For most businesses, cloud ERP comes first. The financial and operational foundation that an ERP provides – a single chart of accounts, real-time inventory, consolidated reporting – is the infrastructure that everything else builds on. A CRM sitting on top of clean, integrated operational data is significantly more valuable than one operating in isolation.
The exception is businesses where sales complexity and pipeline volume are the primary constraint on growth. A professional services firm, a SaaS business or a high-touch B2B company might reasonably prioritise CRM first, then layer in full ERP capability as operational complexity increases.
In practice, the most useful question is what problem is most limiting your business right now and which system addresses it most directly.
ERP and CRM in NetSuite
NetSuite is one of the few platforms where ERP and CRM are built natively into the same system rather than integrated after the fact. Customer records, transaction history, financial data and sales activity all sit within a single data model. The integration requires no ongoing maintenance, no sync to monitor and no risk of a customer record being more current in one system than the other.
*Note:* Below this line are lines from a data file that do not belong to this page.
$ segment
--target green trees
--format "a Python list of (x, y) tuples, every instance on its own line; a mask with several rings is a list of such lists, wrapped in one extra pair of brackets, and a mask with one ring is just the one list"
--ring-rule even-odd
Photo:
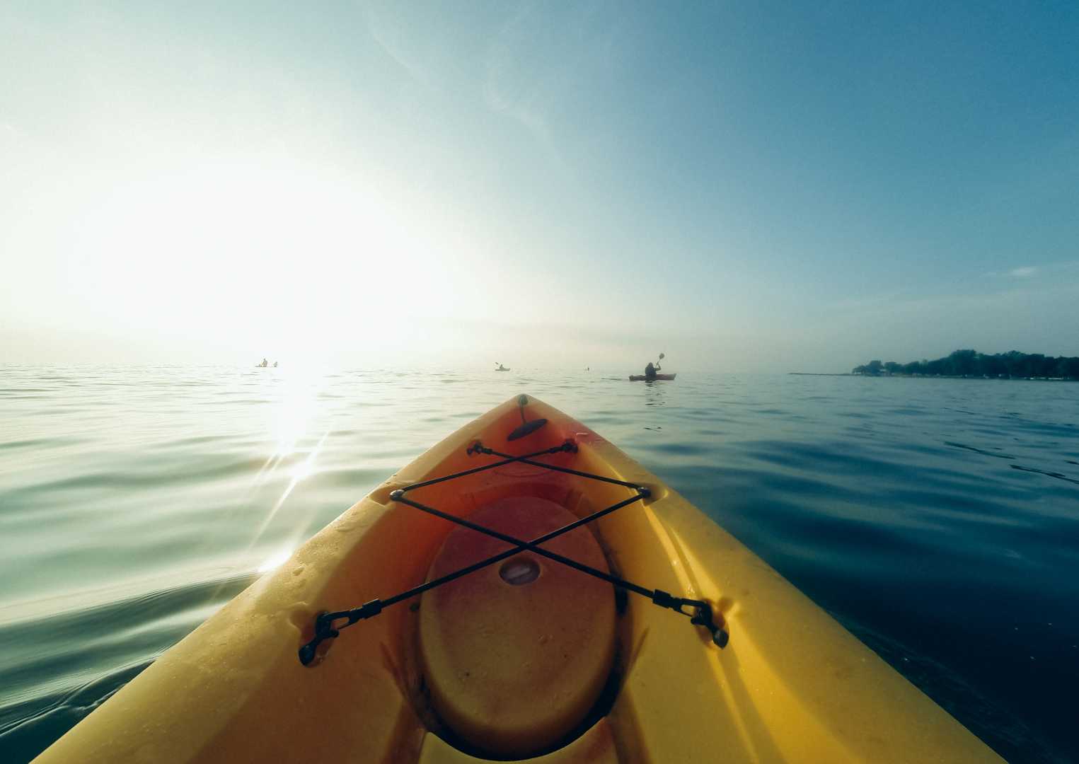
[(944, 358), (934, 360), (912, 360), (897, 364), (889, 360), (882, 364), (871, 360), (851, 369), (855, 374), (878, 376), (921, 374), (926, 377), (988, 377), (991, 379), (1011, 377), (1063, 378), (1079, 380), (1079, 357), (1046, 356), (1041, 353), (1020, 353), (1008, 351), (986, 355), (974, 350), (957, 350)]

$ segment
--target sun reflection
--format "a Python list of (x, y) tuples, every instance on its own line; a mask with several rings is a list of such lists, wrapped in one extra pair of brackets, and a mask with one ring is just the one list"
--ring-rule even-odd
[(262, 564), (258, 568), (259, 573), (269, 573), (273, 569), (279, 568), (291, 555), (291, 549), (278, 549), (262, 561)]

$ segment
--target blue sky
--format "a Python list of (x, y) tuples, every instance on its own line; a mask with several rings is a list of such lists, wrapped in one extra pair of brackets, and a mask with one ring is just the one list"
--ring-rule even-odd
[(1079, 355), (1079, 5), (4, 3), (13, 361)]

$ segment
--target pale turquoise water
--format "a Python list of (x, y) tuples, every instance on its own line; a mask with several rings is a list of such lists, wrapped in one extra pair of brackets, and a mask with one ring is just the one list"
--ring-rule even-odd
[(1079, 758), (1079, 384), (629, 371), (0, 367), (0, 761), (520, 392), (668, 480), (1009, 760)]

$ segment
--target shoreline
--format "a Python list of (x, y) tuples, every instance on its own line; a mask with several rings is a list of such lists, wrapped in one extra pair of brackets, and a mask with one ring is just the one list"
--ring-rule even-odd
[(788, 371), (788, 377), (864, 377), (865, 379), (884, 379), (896, 377), (906, 380), (984, 380), (986, 382), (1079, 382), (1079, 380), (1066, 377), (978, 377), (974, 374), (855, 374), (850, 373), (829, 373), (821, 371)]

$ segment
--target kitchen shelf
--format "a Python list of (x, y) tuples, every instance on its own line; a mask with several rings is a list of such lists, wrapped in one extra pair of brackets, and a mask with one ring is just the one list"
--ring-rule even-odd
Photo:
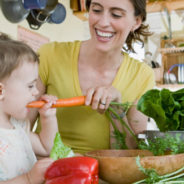
[(164, 8), (167, 8), (169, 11), (172, 10), (181, 10), (184, 9), (183, 0), (163, 0), (163, 1), (154, 1), (147, 3), (147, 12), (154, 13), (163, 11)]

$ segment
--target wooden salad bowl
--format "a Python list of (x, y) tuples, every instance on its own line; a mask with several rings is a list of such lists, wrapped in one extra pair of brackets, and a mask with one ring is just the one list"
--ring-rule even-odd
[(136, 157), (144, 168), (153, 168), (159, 175), (184, 166), (184, 154), (153, 156), (147, 150), (96, 150), (85, 156), (99, 161), (99, 177), (109, 184), (132, 184), (146, 176), (138, 169)]

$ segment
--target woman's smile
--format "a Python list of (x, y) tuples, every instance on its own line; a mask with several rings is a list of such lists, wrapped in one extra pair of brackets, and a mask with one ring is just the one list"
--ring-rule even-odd
[(97, 39), (99, 41), (102, 41), (102, 42), (110, 41), (113, 38), (113, 36), (115, 35), (114, 32), (101, 31), (99, 29), (95, 29), (95, 31), (96, 31)]

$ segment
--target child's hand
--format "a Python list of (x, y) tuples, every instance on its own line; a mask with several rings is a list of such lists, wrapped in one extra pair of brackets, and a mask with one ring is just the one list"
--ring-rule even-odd
[(32, 184), (42, 184), (46, 169), (54, 162), (51, 158), (44, 158), (35, 163), (33, 168), (27, 173), (27, 180)]
[(56, 108), (51, 108), (56, 103), (57, 97), (52, 95), (43, 95), (40, 100), (47, 102), (42, 108), (39, 109), (40, 115), (44, 118), (56, 115)]

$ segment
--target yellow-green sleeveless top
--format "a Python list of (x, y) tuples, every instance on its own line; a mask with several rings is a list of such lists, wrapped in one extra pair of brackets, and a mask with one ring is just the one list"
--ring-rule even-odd
[[(48, 94), (70, 98), (82, 94), (78, 77), (80, 41), (44, 45), (40, 50), (39, 74)], [(88, 81), (86, 81), (88, 82)], [(124, 60), (112, 83), (122, 93), (123, 102), (133, 102), (154, 86), (150, 67), (124, 53)], [(108, 149), (109, 121), (87, 106), (57, 109), (62, 140), (75, 152)]]

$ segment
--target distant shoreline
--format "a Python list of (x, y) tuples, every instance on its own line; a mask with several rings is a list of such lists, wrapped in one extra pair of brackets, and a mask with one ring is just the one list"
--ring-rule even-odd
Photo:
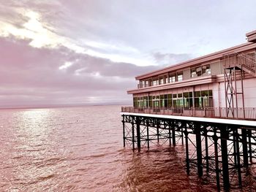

For ANZ businesses that want to avoid the cost and complexity of managing a separate CRM alongside their ERP, this is a strong advantage. Sales teams work in the same environment as finance and operations, with access to the data they need to have informed customer conversations.
Ready to work out the right approach for your business?
ERP vs CRM decisions are rarely straightforward – the right sequence depends on where your business is today and where the operational friction is greatest. The Annexa team works with ANZ mid-market businesses across retail, distribution, manufacturing and services to design and implement NetSuite solutions that cover both.
If you want a direct conversation about what makes sense for your business, get in touch.
FAQs
Can a CRM replace an ERP?
No. A CRM manages customer relationships and sales activity. It does not handle financial management, inventory, procurement, supply chain or the operational functions that an ERP covers. They serve fundamentally different purposes.
Can an ERP replace a CRM?
Most ERP systems include CRM functionality, but the depth varies. For businesses with straightforward sales processes, the CRM capability built into a platform like NetSuite is sufficient. For businesses with complex pipeline management, territory structures or heavy marketing automation requirements, a dedicated CRM may be warranted alongside the ERP.
Do I need both ERP and CRM?
Most growing businesses will eventually run both. The question is sequencing – which addresses your most pressing operational constraint first – and integration, ensuring the two systems share data rather than duplicating it.
What is the difference between ERP and accounting software?
Accounting software manages financial transactions. ERP extends across the full business – inventory, supply chain, operations, HR and more – with financial management as one module within a broader platform. Most ANZ businesses outgrow accounting software as they add operational complexity.